Ein Hafen unter Druck

Doch das idyllische Dali verändert sich schnell, da Chinas Massentourismus hereinströmt. Am Erhai-See machen Hochzeitsreisende Selfies in flamingorosa BMW-Cabriolets, während Boutique-Hotels mit makellos weißen Lobbys die Ufer des Sees säumen. Der Zustrom an Menschen treibt die Kosten in die Höhe und eine Straßenverkäuferin in der Altstadt von Dali sagte, sie könne es sich manchmal nicht leisten, Obst zu kaufen. Einige Neuankömmlinge sagten, dass die Beziehungen zum lokalen ethnischen Volk der Bai angespannt sein könnten, da die Dorfbewohner versuchten, aus dem Zustrom Kapital zu schlagen, indem sie die Mieten erhöhten.

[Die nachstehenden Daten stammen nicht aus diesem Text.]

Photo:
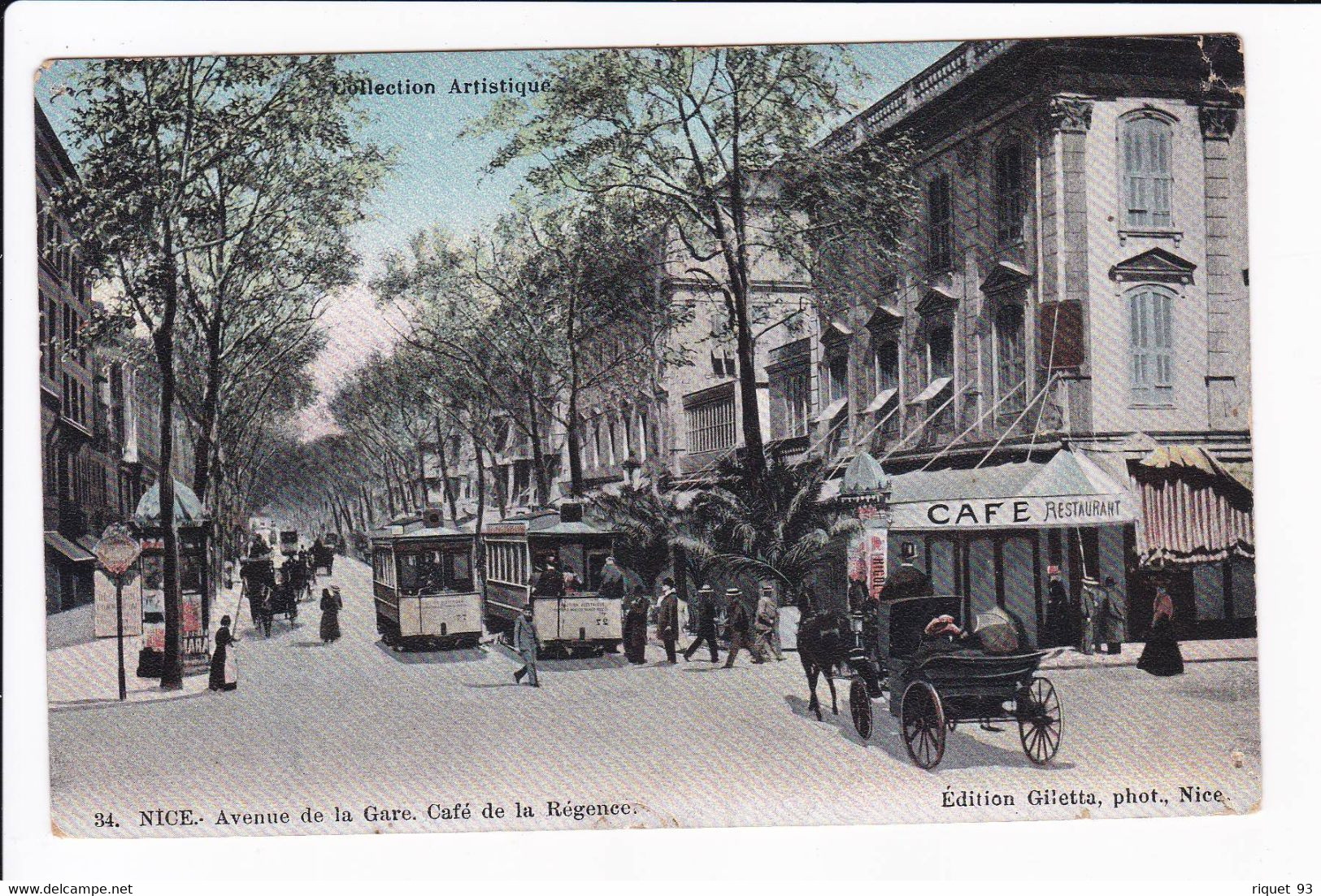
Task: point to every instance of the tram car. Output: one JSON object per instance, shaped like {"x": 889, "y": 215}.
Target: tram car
{"x": 580, "y": 619}
{"x": 423, "y": 583}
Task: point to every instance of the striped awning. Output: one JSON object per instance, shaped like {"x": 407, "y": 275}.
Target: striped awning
{"x": 1193, "y": 509}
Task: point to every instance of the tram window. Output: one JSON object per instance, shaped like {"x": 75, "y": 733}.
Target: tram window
{"x": 458, "y": 571}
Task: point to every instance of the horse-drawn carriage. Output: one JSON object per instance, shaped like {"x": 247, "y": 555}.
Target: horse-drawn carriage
{"x": 934, "y": 674}
{"x": 936, "y": 681}
{"x": 270, "y": 592}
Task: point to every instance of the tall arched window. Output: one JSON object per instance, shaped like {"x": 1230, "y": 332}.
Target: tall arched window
{"x": 1151, "y": 346}
{"x": 1148, "y": 181}
{"x": 1010, "y": 368}
{"x": 1010, "y": 192}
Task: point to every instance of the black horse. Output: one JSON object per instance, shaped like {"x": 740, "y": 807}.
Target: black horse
{"x": 824, "y": 642}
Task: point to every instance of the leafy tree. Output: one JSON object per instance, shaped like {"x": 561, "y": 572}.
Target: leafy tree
{"x": 720, "y": 144}
{"x": 773, "y": 526}
{"x": 193, "y": 175}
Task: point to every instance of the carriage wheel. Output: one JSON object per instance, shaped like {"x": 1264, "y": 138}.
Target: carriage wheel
{"x": 923, "y": 724}
{"x": 1040, "y": 720}
{"x": 860, "y": 705}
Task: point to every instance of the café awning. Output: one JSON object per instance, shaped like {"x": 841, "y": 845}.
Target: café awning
{"x": 881, "y": 399}
{"x": 188, "y": 507}
{"x": 933, "y": 389}
{"x": 67, "y": 549}
{"x": 1193, "y": 509}
{"x": 831, "y": 411}
{"x": 1067, "y": 490}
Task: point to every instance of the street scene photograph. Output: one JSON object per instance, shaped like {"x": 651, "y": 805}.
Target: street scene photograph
{"x": 680, "y": 437}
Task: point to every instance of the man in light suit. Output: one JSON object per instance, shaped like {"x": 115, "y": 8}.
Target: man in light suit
{"x": 524, "y": 642}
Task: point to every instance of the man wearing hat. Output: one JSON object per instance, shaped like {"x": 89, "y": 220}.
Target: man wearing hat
{"x": 706, "y": 615}
{"x": 1057, "y": 633}
{"x": 906, "y": 581}
{"x": 740, "y": 628}
{"x": 1089, "y": 604}
{"x": 767, "y": 623}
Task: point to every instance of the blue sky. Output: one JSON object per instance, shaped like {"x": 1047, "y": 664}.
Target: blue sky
{"x": 439, "y": 179}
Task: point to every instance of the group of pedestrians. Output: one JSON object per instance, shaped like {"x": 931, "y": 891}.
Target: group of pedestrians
{"x": 1098, "y": 623}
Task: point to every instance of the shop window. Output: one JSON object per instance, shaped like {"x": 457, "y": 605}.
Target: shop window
{"x": 1151, "y": 346}
{"x": 711, "y": 426}
{"x": 1010, "y": 196}
{"x": 1010, "y": 368}
{"x": 940, "y": 224}
{"x": 1148, "y": 180}
{"x": 792, "y": 393}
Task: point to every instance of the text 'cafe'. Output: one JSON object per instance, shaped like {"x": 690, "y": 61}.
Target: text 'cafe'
{"x": 991, "y": 534}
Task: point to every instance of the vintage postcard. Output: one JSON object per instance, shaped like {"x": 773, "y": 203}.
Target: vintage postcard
{"x": 648, "y": 437}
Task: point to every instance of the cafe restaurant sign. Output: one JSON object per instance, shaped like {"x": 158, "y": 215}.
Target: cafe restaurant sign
{"x": 1012, "y": 513}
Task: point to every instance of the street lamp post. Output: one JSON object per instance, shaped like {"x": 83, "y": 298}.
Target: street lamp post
{"x": 116, "y": 551}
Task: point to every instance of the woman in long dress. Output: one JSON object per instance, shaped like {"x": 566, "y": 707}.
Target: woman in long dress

Auch Chinas allgegenwärtiger Polizeistaat schaut zu. Eine digitale Nomadenkonferenz mit Seminaren zum Thema Kunst und Technologie wurde letzten Monat abrupt abgesagt, berichtete Reuters unter Berufung auf Quellen, die den Schritt auf einen plötzlichen Rückzug der Unterstützung durch die Regierung zurückführten.

Präsident Xi Jinping mag das Konzept des „Flachliegens“ nicht und fordert stattdessen junge Menschen dazu auf, „Bitterkeit zu essen“ oder sich mit Härten abzufinden, wie Mao Zedong seine Generation während der Kulturrevolution der 1960er und 70er Jahre dazu zwang.

Einige warnen jedoch davor, dass die Unzufriedenheit unter der Jugend des Landes überkochen könnte. „Junge Menschen verspüren heute ein starkes Gefühl der Benachteiligung, da sie Schwierigkeiten haben, auf der sozialen Leiter aufzusteigen“, sagte ein Regierungsberater in Peking. „Wir sollten jungen Menschen einen Kanal geben, über den sie ihrer Wut Ausdruck verleihen können. Das könnte massive Proteste verhindern.“

Gao sagte, die Regierung konzentriere sich auf die „nationale Erneuerung“ – die Wiederherstellung von Chinas vorkolonialem Ansehen in der Welt – und glaube nicht, dass dies der richtige Zeitpunkt sei, „eine Verschnaufpause einzulegen“.

Das Aufkommen von Zentren wie Dali, wo Menschen eine Pause machen und einen alternativen Weg finden können, sei jedoch eine wichtige Erleichterung, insbesondere für die Jugend, sagte er. „Der Aufenthalt in Großstädten kann zu vielen Beschwerden und Beschwerden führen.“

Die Regierung brauche sich keine Sorgen zu machen, denn Dali werde nie zum „Mainstream“ werden, sagte er, „aber es wird in einer Ecke existieren und wachsen“ – ein Zufluchtsort der Vielfalt für exzentrische Buchladenbesitzer, pensionierte Technologieunternehmer und gestresste Krankenschwestern.